If this is working I must be missing something but not able to find what it is.

<...>

> @@ -304,6 +304,27 @@ rte_kni_alloc(struct rte_mempool *pktmbuf_pool,
>  	kni->group_id = conf->group_id;
>  	kni->mbuf_size = conf->mbuf_size;
> 
> +	dev_info.iova_mode = (rte_eal_iova_mode() == RTE_IOVA_VA) ? 1 : 0;
> +	if (dev_info.iova_mode) {
> +		struct rte_mempool_memhdr *hdr;
> +		uint64_t pool_size = 0;
> +
> +		/* In each pool header chunk, we will maintain the
> +		 * base address of the pool. This chunk is physically and
> +		 * virtually contiguous.
> +		 * This approach will work, only if the allocated pool
> +		 * memory is contiguous, else it won't work
> +		 */
> +		hdr = STAILQ_FIRST(&pktmbuf_pool->mem_list);
> +		dev_info.mbuf_va = (void *)(hdr->addr);
> +
> +		/* Traverse the list and get the total size of the pool */
> +		STAILQ_FOREACH(hdr, &pktmbuf_pool->mem_list, next) {
> +			pool_size += hdr->len;
> +		}

This code is aware that there may be multiple chunks, but assumes they are all
continuous, I don't know if this assumption is correct.
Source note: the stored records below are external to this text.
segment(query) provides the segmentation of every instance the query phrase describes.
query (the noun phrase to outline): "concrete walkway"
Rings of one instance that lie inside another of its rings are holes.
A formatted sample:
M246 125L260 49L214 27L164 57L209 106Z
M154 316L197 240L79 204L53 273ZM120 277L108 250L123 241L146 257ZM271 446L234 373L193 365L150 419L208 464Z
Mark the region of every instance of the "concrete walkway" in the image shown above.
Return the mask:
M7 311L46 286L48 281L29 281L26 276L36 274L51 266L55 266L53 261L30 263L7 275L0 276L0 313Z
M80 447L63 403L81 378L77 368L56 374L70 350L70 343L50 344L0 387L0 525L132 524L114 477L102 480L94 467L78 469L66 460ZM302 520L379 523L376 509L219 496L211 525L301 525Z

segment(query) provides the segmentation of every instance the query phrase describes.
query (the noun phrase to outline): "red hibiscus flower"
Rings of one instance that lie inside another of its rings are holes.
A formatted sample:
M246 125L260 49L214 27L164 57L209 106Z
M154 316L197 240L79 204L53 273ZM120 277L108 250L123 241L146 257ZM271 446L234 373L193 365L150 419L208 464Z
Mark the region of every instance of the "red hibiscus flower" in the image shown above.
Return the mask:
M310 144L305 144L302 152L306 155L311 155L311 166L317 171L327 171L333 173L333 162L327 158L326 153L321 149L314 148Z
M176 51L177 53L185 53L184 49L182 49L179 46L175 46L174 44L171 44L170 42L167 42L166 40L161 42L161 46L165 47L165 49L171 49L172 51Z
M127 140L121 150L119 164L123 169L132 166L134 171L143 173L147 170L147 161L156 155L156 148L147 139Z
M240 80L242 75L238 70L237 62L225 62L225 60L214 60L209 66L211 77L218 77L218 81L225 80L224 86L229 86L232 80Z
Also I guess there is another assumption that there will be single pktmbuf_pool
in the application which passed into kni?
What if there are multiple pktmbuf_pool, like one for each PMD, will this work?
Now some mbufs in kni Rx fifo will come from different pktmbuf_pool which we
don't know their pages, so won't able to get their kernel virtual address.